Did Neanderthals have sex with modern man?
Mystery may be solved when entire Neanderthal genome is reported

By Charles Q. Choi

updated 11:36 a.m. ET Nov. 6, 2009
We are currently the only human species alive, but as recently as maybe 24,000 years ago another one walked the earth — the Neanderthals.

These extinct humans were the closest relatives we had, and tantalizing new hints from researchers suggest that we might have been intimately close indeed. The mystery of whether Neanderthals and us had sex might possibly get solved if the entire Neanderthal genome is reported soon as expected. The matter of why they died and we succeeded, however, remains an open question.


K. Mowbray, / Ian Tattersall
Comparison between Neanderthal and modern human skeletons.

First recognized in the Neander Valley in Germany in 1856, Neanderthals revealed that modern humans possess a rich and complex family tree that includes now-extinct relatives.

Neanderthals — also called Neandertals, due to changes in German spelling over the years — had robust skeletons that gave them wide bodies and short limbs compared to us. This made them more like wrestlers, while modern humans in comparison are more like long-distance runners.

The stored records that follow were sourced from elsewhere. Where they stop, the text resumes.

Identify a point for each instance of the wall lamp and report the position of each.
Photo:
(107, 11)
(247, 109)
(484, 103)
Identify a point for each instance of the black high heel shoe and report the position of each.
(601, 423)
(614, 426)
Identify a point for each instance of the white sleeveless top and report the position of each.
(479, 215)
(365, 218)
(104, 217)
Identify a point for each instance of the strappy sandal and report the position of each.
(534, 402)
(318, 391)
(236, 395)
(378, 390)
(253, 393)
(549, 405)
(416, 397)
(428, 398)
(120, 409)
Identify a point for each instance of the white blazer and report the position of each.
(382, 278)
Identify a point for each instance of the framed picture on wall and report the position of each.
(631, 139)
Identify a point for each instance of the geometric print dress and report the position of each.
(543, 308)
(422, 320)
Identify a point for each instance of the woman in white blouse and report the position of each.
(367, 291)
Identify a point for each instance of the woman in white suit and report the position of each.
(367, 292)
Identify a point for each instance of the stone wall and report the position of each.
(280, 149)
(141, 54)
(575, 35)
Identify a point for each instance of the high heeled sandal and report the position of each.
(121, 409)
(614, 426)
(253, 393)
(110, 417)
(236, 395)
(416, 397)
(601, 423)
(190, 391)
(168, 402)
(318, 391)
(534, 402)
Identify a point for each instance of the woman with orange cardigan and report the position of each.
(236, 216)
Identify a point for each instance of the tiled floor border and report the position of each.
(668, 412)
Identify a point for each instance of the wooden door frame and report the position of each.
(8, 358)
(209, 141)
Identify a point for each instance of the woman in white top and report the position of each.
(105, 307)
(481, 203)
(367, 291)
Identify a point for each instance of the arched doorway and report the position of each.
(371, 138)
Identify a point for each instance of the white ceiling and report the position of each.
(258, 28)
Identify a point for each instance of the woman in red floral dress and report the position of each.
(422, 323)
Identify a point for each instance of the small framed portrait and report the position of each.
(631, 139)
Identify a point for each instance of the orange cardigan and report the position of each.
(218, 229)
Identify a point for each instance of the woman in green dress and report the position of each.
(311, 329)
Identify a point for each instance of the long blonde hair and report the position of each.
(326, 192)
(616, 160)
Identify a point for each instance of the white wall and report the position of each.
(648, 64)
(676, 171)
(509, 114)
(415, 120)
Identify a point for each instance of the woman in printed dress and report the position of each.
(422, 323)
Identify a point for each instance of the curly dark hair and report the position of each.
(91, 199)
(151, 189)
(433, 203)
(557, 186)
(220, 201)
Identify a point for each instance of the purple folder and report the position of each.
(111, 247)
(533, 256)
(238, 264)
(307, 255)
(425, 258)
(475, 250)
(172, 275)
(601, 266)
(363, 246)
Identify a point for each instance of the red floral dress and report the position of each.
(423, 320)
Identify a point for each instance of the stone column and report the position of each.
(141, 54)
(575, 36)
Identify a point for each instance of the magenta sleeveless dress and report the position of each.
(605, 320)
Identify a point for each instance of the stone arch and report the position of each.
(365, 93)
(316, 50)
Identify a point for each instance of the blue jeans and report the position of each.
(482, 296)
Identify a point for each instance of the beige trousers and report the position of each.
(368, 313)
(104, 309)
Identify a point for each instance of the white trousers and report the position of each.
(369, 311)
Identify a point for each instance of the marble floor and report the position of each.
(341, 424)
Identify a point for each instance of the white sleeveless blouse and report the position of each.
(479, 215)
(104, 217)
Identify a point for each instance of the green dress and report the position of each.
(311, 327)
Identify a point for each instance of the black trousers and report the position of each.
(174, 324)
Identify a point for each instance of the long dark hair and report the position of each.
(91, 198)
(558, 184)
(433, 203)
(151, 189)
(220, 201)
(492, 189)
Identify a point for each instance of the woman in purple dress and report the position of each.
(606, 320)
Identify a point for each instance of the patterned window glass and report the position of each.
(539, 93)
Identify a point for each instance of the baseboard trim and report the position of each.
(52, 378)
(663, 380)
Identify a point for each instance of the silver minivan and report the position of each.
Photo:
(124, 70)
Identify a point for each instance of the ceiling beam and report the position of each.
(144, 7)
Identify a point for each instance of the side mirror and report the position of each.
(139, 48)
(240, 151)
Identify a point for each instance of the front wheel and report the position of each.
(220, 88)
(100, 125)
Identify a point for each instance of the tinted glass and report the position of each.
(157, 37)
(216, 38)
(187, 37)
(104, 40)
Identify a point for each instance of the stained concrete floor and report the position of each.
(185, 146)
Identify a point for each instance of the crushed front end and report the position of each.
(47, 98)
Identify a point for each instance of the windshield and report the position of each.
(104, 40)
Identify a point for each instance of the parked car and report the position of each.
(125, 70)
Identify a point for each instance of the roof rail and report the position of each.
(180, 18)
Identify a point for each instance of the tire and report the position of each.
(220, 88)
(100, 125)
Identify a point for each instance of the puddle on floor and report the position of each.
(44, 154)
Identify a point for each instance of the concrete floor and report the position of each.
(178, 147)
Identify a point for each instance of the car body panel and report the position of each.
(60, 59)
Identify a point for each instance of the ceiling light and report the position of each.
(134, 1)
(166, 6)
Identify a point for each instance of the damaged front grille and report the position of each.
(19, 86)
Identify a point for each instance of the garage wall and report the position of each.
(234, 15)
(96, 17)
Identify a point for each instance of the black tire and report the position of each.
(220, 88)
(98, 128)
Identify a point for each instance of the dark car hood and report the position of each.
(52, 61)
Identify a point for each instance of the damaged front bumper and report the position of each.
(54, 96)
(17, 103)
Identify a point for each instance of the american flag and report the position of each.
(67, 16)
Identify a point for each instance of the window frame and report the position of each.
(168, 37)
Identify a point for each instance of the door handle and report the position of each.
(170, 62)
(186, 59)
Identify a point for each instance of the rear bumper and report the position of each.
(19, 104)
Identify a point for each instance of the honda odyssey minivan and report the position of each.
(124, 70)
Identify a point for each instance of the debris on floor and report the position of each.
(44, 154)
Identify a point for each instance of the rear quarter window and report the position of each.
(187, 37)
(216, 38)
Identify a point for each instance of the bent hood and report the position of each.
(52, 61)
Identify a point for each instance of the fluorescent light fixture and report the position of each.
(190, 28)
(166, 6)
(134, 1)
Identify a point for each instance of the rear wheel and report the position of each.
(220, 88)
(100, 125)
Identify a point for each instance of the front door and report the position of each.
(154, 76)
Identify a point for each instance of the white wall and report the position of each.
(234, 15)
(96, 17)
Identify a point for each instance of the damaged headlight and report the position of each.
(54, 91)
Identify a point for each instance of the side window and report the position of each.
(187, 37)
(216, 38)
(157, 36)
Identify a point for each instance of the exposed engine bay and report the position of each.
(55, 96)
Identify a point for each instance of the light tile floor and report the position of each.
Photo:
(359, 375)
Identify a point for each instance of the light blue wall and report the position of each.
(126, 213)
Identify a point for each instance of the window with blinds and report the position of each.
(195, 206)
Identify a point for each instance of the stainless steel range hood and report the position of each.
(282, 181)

They were probably less brutish and more like modern humans than commonly portrayed. Their brains were at least as large as ours. They controlled fire, expertly made stone tools, were proficient hunters, lived complex social groups and buried their dead. The discovery of the remains of an adult male Neanderthal with severely deformed arm bones, suggesting a major disability perhaps since childhood, hints they may have taken care of their sick. Genetic research even suggests they might have shared basic language capabilities with modern humans.

"They were a lot more closely related to us than anything alive today," said paleoanthropologist Katerina Harvati at the University of Tübingen in Germany.